Metta,
the first of the Buddha's Four Immeasurable Qualities, is a Pali word
generally translated as lovingkindness (or loving-kindness). Why isn't
it just love? What's kindness got to do with it?
We
tend to use the word "love" a lot. We love coffee, kittens, summer
days, dry white wine, walks on the beach at sunset, and "The Daily
Show." In the old but still relevant "Annie Hall," Woody Allen tells
Diane Keaton that he doesn't just love her, he "lurves" her to distinguish
his feelings from the generic
"love" we express toward those things we like.
Adding
the suffix "kindness" changes things in a fundamental way. Kindness is
not a word that we throw around lightly. We might use "nice" in its
place -- when someone brings us coffee or chocolate, you might say, "Oh,
that's so nice of you." And it is nice. But it's also kind. And because
kindness is a word that's not in our everyday vocabulary, throwing it
in stops our minds, which gives them time to undo the auto reply and
think about what we're saying.
My
first experience with metta was at a weekend retreat. In the traditional teachings, you practice metta by starting
with yourself and going through a succession of people ending with
everyone in the whole wide world (and beyond, if you think that way).
But
we started with someone dear to us,
someone we love, someone it's easy to send the wishes that they be
happy, safe, healthy, and live with ease. Then, we were told, to let our
sense or image of that person dissolve -- while keeping that loving
feeling -- and put ourselves in that place.
For
me, and many others in the room, the engine fell out of the metta
machine at that point and came to a dead stop.

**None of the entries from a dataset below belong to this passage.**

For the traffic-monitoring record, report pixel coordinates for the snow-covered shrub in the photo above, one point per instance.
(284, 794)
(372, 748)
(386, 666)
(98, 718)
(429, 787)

That lovin' feeling? Now
it's gone gone gone. Like many people, I was not raised with the idea
that I should love myself or be kind to myself. Much was expected of me,
and I expected even more. Kindness was not on the rubric.
For
me, one of the radical ideas of Buddhism is that I should love myself
as I love my (metaphorical) neighbor, that I was as deserving of
kindness as anyone else. That, in fact, if I cannot treat myself with
love and kindness, what I offer to others may appear to be
metta-phorical but, in fact, is meant to appease or win favor and is
based in fear or pity.
What
we call "love" is often attachment -- maybe, if you're close enough to
adolescence or adolescents, you've heard the phrase, "If you love chocolate so
much you should marry it." "I love coffee" means "I want coffee" and the
more of it the better.
Real
love, the kind meant by metta, isn't grasping; it's generous. Think of a
being you really love -- you want them to have the best, you give them
the corner piece of the cake with all the frosting, and you take a
center piece. You care for them.
Once
I was on retreat, and I was so tired that I couldn't handle the slow,
circular walking meditation; I felt like I would crash into a wall or
fall over. I left the room (which is how in it's done in this tradition)
and met the teacher coming down the hall. I told him how I felt and
said I was going to lie down on the couch in the common room and I was
really sorry, I knew I should be walking, but ... He cut me off. "That would be the kind thing to do,"
he said.
And the kind thing is always the loving thing. We just need to be reminded of that.